Il Pd, come detto, si apre alla maggioranza sotto condizione, ma quei problemi che abbiamo descritto nella maggioranza, esistono anche nel partito di Bersani, dove c’è chi come D’Alema vuol fare di Fini un “interlocutore” e chi, invece, dice che Fini è uomo di destra (da lui stesso, tra l’altro, ammesso apertamente) e che il Pd deve fare politica, non tattica nella speranza di creare fratture negli avversari senza avere ben chiaro cosa fare nel futuro. I dissidi nel Pd, infatti, sono estesi e incrostati, al punto che Bersani, in un’intervista a YouDem, ha esclamato: “Mi sono scocciato (…) non è picconando il centrosinistra che si risolvono i problemi: è una vergogna l’attitudine autodistruttiva”.
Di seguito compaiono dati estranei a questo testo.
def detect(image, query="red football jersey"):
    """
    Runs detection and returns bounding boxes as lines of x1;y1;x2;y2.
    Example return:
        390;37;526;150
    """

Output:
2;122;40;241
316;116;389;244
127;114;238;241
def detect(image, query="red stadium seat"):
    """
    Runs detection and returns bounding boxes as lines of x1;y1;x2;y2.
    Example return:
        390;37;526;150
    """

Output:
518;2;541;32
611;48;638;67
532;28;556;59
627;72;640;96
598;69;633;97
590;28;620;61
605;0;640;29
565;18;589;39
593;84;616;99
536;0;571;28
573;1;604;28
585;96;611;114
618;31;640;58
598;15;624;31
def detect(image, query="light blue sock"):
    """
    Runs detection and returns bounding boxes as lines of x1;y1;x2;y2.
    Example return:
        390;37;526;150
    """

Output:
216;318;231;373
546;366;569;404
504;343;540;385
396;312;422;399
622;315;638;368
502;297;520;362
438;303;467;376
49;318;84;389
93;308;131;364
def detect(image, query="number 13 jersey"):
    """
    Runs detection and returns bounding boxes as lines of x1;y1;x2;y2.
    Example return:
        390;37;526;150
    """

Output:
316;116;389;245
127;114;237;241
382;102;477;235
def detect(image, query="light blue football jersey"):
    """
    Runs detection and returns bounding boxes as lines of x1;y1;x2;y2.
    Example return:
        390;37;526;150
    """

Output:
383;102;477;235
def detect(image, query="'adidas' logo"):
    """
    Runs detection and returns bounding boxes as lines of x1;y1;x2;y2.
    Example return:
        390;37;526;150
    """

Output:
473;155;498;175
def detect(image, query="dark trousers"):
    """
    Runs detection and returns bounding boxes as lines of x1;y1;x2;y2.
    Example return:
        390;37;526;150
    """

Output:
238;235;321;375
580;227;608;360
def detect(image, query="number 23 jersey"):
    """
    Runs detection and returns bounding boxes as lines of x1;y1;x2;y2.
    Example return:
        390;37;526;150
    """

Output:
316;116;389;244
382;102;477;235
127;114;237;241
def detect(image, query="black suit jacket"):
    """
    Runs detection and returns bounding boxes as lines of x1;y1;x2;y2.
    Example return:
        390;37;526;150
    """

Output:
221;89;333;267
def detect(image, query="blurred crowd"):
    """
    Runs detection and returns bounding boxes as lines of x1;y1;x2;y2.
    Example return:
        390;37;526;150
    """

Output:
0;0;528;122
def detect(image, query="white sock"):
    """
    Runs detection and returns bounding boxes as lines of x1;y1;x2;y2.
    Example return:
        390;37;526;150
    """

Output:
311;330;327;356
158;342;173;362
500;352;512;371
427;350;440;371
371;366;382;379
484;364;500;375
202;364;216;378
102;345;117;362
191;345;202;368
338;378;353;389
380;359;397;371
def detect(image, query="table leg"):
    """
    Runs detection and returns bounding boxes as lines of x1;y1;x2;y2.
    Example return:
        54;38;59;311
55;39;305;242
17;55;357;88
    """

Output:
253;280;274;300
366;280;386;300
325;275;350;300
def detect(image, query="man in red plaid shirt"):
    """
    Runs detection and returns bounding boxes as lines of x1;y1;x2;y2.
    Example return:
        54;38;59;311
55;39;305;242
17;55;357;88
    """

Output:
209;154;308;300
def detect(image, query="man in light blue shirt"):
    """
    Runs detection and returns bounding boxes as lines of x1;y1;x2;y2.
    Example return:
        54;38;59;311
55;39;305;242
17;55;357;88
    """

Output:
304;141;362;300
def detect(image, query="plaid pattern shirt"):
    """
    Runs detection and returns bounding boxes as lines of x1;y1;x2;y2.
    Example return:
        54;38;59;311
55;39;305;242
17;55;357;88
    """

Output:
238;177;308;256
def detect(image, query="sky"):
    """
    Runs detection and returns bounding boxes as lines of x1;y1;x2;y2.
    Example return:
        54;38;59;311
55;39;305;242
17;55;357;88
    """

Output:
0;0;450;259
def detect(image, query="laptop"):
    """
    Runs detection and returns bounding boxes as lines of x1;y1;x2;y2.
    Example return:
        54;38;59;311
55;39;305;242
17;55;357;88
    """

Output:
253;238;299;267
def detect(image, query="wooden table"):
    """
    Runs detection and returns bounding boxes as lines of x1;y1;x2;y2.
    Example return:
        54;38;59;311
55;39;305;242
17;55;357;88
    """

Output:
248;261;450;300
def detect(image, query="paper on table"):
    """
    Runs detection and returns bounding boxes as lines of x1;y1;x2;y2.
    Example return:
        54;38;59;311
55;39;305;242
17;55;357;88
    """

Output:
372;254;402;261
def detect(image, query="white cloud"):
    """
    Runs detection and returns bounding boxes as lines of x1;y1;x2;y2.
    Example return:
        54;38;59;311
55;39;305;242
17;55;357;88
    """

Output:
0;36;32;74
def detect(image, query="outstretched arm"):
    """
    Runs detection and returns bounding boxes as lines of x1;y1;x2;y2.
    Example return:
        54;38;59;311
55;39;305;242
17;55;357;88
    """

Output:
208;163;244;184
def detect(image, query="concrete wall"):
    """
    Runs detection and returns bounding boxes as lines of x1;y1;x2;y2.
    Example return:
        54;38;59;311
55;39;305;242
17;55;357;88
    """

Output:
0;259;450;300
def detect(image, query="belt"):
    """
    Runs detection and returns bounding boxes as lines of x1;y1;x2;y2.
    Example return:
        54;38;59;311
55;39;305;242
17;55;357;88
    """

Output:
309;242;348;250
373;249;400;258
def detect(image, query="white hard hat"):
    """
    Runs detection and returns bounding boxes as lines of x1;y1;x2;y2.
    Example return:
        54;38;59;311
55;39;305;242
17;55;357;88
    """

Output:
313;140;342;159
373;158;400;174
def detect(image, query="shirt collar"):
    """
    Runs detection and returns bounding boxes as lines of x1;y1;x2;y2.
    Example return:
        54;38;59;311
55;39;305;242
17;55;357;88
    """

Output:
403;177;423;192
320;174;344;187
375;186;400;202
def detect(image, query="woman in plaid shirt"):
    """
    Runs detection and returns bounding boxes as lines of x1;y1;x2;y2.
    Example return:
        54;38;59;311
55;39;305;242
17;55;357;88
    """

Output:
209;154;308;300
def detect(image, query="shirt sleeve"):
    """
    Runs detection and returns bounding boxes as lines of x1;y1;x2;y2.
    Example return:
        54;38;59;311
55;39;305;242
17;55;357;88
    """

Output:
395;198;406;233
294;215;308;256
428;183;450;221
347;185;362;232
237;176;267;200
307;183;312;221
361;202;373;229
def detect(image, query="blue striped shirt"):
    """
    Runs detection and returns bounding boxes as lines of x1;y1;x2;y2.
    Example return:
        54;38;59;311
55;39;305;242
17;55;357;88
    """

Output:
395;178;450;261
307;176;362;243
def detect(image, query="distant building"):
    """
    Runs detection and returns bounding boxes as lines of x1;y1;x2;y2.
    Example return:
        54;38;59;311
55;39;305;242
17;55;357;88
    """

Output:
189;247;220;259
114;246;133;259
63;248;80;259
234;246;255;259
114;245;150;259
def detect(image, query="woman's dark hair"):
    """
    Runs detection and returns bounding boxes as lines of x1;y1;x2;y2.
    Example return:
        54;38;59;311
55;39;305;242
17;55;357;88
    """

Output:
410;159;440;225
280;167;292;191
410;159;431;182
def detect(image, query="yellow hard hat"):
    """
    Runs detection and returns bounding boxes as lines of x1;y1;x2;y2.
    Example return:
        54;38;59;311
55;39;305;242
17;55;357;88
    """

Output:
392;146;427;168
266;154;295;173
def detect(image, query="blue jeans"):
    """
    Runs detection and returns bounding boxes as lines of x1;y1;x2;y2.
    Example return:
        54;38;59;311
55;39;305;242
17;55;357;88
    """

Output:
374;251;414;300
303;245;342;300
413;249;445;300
Nel Pd c’è stato un tentativo (Andrea Orlando) di dire alla maggioranza “queste sono le nostre proposte sui vari temi, confrontiamoci”, ma poi lo stesso Orlando è stato subissato di critiche per averlo fatto. Insomma, nel Pd ci sono correnti che paralizzano la vita del partito e non sembrano riconoscere la guida di Bersani. C’è unità solo sull’antiberlusconismo. Vecchia storia.
I pericoli alle riforme nascono nell’uno come nell’altro schieramento proprio dalla capacità di paralisi delle minoranze, con gli estremisti (la sinistra radicale e l’Idv) a cui sta bene questa situazione perché potrebbe logorare il governo ed erodere elettoralmente il Pd stesso (ultimo abbandono quello dalla Sbarbati).
Nel frattempo, nella maggioranza è scoppiato il caso Scajola, accusato di aver acquistato un appartamento con vista Colosseo con buona parte dei soldi riconducibili al costruttore Diego Anemone che con Angelo Balducci è in carcere per corruzione. Il ministro, in un’intervista apparsa sui giornali ha detto la sua verità, e cioè che l’appartamento l’ha comprato quando è andato ad abitare a Roma e l’ha pagato con un mutuo bancario ancora in corso, che la somma pattuita con le venditrici era di 610 mila euro e che del resto non sa nulla.
Per ora le dimissioni del ministro sono state rifiutate: nella maggioranza, come anche in buona parte dell’opposizione, si è molto cauti, memori della vicenda di Ottaviano Del Turco, arrestato nel 2008 in base a “prove schiaccianti” che poi si sono rivelate solo fumo e nulla più.